There may be a free lunch but there is no such thing as a free bobblehead. That’s the gist of a ruling by the Ohio Supreme Court Wednesday that the Cincinnati Reds aren’t really giving away bobbleheads to fans, but selling them.  

At issue is whether the Reds have to pay Ohio’s use tax when it purchased bobblehead dolls to give away at games. 

“The Reds should have either been paying use tax because they were giving away items for free,” argued attorney Kody Teaford on behalf of the state tax commissioner during oral arguments in June, “or the Reds should have been paying sales tax because they were transferring tangible personal property for consideration.”

Reds attorney Steven Dimengo argued that what seemed free was actually a sale, the price of the dolls had been calculated in the price of admission.

“This transaction doesn’t have to be taxable sale,” said Dimengo.

Teaford argued that one way or another the Reds should pay.

Teaford: “All the other businesses that give away those promotional items, if the Reds rule is correct, should be collecting sale tax.”

Justice Fischer: “So if somebody during the game shoots a t-shirt up into the stands, they’re going to pay tax on that?”

Teaford: “That’s exactly what the Reds’ argument is.”   

The majority ruled in favor of the Reds saying the promotional items were part of the ticket sales and Ohio doesn’t tax ticket sales. The court pointed out its ruling only applied to the situation with the Reds, not necessarily other pro teams.

In his writing of the majority opinion Justice Patrick Fischer could not resist expressing his love for baseball, quoting the Reds’ radio announcers and referencing the 1972 US Supreme Court ruling exempting Major League Baseball from antitrust laws.

“Thus, in the familiar words of Marty Brennaman, longtime Reds radio announcer and recipient of the National Baseball Hall of Fame’s Ford C. Frick Award, we determine that ‘this one belongs to the Reds.’  We accordingly reverse the decision of the Board of Tax Appeals (“BTA”).”

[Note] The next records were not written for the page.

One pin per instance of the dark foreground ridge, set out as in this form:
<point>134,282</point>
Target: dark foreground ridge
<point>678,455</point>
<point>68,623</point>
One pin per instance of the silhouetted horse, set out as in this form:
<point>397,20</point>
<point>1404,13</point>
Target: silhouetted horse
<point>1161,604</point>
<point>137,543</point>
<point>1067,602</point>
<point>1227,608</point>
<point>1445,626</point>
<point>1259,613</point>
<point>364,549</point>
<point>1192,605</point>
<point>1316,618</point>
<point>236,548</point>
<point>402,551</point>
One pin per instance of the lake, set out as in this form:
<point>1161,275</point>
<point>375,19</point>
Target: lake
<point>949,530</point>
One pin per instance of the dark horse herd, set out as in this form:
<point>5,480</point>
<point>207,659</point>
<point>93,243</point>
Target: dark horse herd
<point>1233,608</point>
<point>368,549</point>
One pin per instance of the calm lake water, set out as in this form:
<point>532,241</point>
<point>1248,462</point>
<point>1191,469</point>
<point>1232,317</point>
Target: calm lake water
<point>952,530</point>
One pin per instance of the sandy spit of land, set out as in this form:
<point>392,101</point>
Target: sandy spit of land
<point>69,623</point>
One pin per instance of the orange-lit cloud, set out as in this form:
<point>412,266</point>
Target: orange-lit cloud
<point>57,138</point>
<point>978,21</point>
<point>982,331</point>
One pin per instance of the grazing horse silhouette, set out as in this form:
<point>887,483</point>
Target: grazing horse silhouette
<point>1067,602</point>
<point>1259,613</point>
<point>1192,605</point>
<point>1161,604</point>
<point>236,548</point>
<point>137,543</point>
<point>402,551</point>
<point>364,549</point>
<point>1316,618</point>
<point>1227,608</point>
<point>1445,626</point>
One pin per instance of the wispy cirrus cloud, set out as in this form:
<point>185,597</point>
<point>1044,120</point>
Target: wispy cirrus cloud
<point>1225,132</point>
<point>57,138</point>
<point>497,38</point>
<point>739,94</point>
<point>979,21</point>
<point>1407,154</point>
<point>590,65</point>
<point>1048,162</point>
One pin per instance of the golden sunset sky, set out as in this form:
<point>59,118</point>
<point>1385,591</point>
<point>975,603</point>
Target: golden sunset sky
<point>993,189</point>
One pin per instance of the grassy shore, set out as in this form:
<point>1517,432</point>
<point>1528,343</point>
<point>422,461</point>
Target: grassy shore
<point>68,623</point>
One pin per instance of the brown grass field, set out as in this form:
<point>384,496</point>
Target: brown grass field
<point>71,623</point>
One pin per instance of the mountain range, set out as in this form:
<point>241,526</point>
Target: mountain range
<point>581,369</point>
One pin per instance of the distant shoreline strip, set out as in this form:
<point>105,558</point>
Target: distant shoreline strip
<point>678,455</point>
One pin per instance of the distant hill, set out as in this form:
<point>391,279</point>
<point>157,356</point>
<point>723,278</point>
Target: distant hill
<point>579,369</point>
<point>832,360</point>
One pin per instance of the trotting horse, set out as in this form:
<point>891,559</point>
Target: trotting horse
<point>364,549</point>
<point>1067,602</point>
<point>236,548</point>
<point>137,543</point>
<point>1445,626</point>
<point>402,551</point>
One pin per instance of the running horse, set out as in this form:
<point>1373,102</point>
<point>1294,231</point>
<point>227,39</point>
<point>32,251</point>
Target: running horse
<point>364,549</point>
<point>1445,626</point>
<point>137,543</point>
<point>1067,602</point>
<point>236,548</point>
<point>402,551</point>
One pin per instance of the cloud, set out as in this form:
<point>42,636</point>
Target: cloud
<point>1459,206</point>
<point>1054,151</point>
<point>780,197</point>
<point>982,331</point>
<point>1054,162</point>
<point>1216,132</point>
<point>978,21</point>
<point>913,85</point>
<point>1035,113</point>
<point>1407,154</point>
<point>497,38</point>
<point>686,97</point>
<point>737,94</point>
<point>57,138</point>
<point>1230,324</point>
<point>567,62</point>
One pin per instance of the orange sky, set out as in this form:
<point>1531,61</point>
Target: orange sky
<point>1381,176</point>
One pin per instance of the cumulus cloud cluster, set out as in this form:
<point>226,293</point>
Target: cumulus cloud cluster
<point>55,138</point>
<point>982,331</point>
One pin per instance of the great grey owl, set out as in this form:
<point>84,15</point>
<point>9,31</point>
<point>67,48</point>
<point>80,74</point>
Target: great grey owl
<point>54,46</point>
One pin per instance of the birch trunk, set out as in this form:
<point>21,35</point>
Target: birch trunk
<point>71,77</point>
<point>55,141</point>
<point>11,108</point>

For baseball buffs, here’s is the opening of Fischer’s ruling:

 {¶ 1} It would be an understatement to say that baseball has changed in dramatic ways since, as Justice Harry Blackmun wrote, the “Cincinnati Red Stockings came into existence in 1869 upon an outpouring of local pride,” Flood v.Kuhn, 407 U.S. 258, 261, 92 S.Ct. 2099, 32 L.Ed.2d 728 (1972).  From the 1890s, when National Baseball Hall of Fame legend and Newcomerstown, Ohio’s own Cy Young starred for the Cleveland Spiders; through the 1920s, when Judge Kenesaw Mountain Landis, a native of Milville, Ohio, and a Hall of Famer, strove as Major League Baseball’s first commissioner to maintain the integrity of the game following the notorious Black Sox scandal; through the 1940s, when playermanager and Hall of Famer Lou Boudreau guided the Cleveland Indians to a World Series championship and was the American League’s Most Valuable Player (“MVP”) in 1948; through the 1950s and 1960s, when Hall of Fame manager Walter Alston of Venice, Ohio, and Miami University won four World Series titles with the Brooklyn and Los Angeles Dodgers; through the Big Red Machine era of the 1970s; through the 1980s, when Dayton, Ohio, native, Ohio University alumnus, and Hall of Famer Mike Schmidt won three National League MVP Awards and was named World Series MVP in 1980 for the Philadelphia Phillies; and into the 1990s, when Cincinnati’s homegrown Hall of Famer Barry Larkin led the Reds to a World Series Championship, professional baseball has seen the creation of the American League in 1900, the creation of the World Series in 1903, the first radio broadcast of a game in 1921, the first night game at Crosley Field in Cincinnati in 1935, the breaking of the color barrier by Jackie Robinson (in the National League) and Larry Doby (for the Indians in the American League), the first televised World Series in 1947, the establishment of the designated hitter in 1973, and the cancellation of the World Series due to a player strike in 1994.